La querencia por pintar o esculpir una hierba o un gran árbol depende no solo de las épocas, sino también de la persona. En la pintura neerlandesa antigua —los también denominados primitivos flamencos— se alcanzó un grado de realismo sobrecogedor, y muchas plantas representadas en aquellas obras podrían estar a la altura de las pintadas por los ilustradores botánicos de siglos posteriores. El detallismo con el que Robert Campin (ca. 1375 – 1444) retrató sus plantas lleva a pensar en algo más que en arte o en botánica: también en el amor por realizar bien su oficio, en alcanzar las cotas más elevadas para captar la fugacidad de una floración o la brotación de una nueva hoja de violeta (Viola odorata). Cuando se observan detenidamente alguna de las azucenas (Lilium candidum) o de los lirios de los valles (Convallaria majalis) pintados por Jan van Eyck (ca. 1390 – 1441) casi se puede saber el tiempo que cada flor lleva abierta por la gran delicadeza y precisión empleada en sus pinceladas.
Otros artistas de la región recogerían el testigo en siglos posteriores, como Joachim Patinir (ca. 1480 – 1524) o Jan Brueghel el Viejo (1568 – 1625). Este último pintor barroco llevó el arte botánico a un extremo nunca visto al incluir en sus complejas composiciones con flores docenas y docenas de especies y cultivares distintos, pintando en cada una todos los rasgos anatómicos correctos y concretos. Tal era su pasión por las plantas que no era raro que abandonara su taller en Amberes para viajar a otros lugares, como Bruselas, para retratar flores distintas a las que podía encontrar en los jardines amberinos.
Cuando se observa una obra de arte en la que se han incluido plantas, se debe reflexionar el porqué de aquellas en ese lugar. En muchas ocasiones, simplemente será fruto de añadir una realidad, un escenario, a los personajes que están allí pintados, como ocurre con los paisajes de fondo. Pero hay una infinidad de obras en las que la planta está completando el discurso del artista, y amplifica el mensaje que se quiere transmitir. Nadie pensaría que la rosa que sujeta María Tudor, reina de Inglaterra, en el superbo retrato realizado por Antonio Moro en 1554 fuera consecuencia de un apetito pasajero de ella o del artista. En el retrato de corte, donde todo está medido y acotado, esa botánica también relata y cuenta. En este caso, se trata ni más ni menos que de la rosa roja de Lancaster, la flor de su casa nobiliaria; un atributo que la acredita, al igual que una corona o un cetro, como la heredera del trono, como la orgullosa continuadora de su estirpe.
Como este último caso hay muchos, ya que este uso incesante de flores en las manos de los retratados, o cercanas a ellos, es algo muy frecuente en la historia del arte, y denota el nexo ancestral del ser humano con las plantas y la simbología que se les asocia. Por supuesto, mucha de esta carga simbólica está asociada con la religión, y en este tipo de obras la botánica adquiere también una importancia capital.

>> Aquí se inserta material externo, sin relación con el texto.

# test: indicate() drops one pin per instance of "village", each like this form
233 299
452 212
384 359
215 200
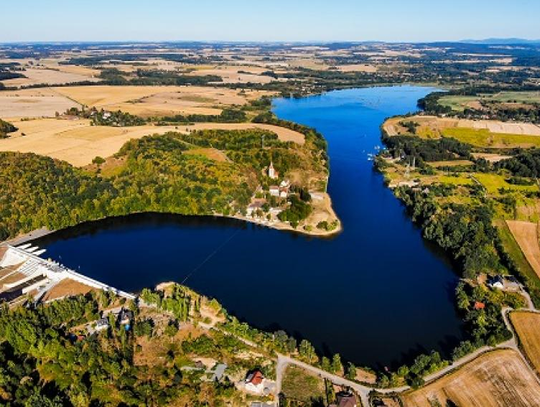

La fresa (Fragaria vesca), por ejemplo, es una de las especies más utilizadas por los artistas como complemento al mensaje divino de la obra. Con una polisemia evidente, su fruto rojo apela a la sangre vertida por Cristo en la cruz, pero sus hojas trifoliadas la enlazan con la Santísima Trinidad, sus flores blancas a la virginidad de María o su pequeño tamaño a la humildad de la madre de Cristo, entre otros significados. Pero también lleva aparejada otra rica simbología unida al mundo pagano, por lo que mucha de la importancia de estas plantas ya viene de antiguo, del mundo clásico. Allí ya eran consideradas especies importantes en sus rituales y en sus jardines, como le ocurre a la ubicua chirivita (Bellis perennis), una margarita que aparece ornando y aportando su simbología en obras desde, al menos, el tiempo de los babilonios. El granado (Punica granatum) es otra de esas especies que se podrían poner como modelo de universalidad, porque recorre las obras de arte de todos los periodos y de prácticamente cualquier civilización, tanto asiática como europea. Este árbol se ha pintado y esculpido desde Japón hasta la India, y su presencia llega a ser casi tan imprescindible en obras renacentistas italianas como plantado en los jardines mediterráneos.
Las plantas nos cuentan muchas historias, desde las políticas o nobiliarias, desde las históricas hasta las económicas o de las conquistas de nuevos territorios, pasando por las costumbristas y de la sociedad del momento. Todo tiene cabida en una flor o en unas hojas, desde la simbología mitológica hasta la religiosa, y de cualquier religión. Las plantas son un personaje más de estas obras, que se expresan con un lenguaje distinto, pero no tan diferente al gesto de una mirada o de unas manos. Solo hay que aprenderlo y dejarse enamorar por ellas, aunque parezcan solo unos pocos trazos coloridos sobre una tela colgada en un museo.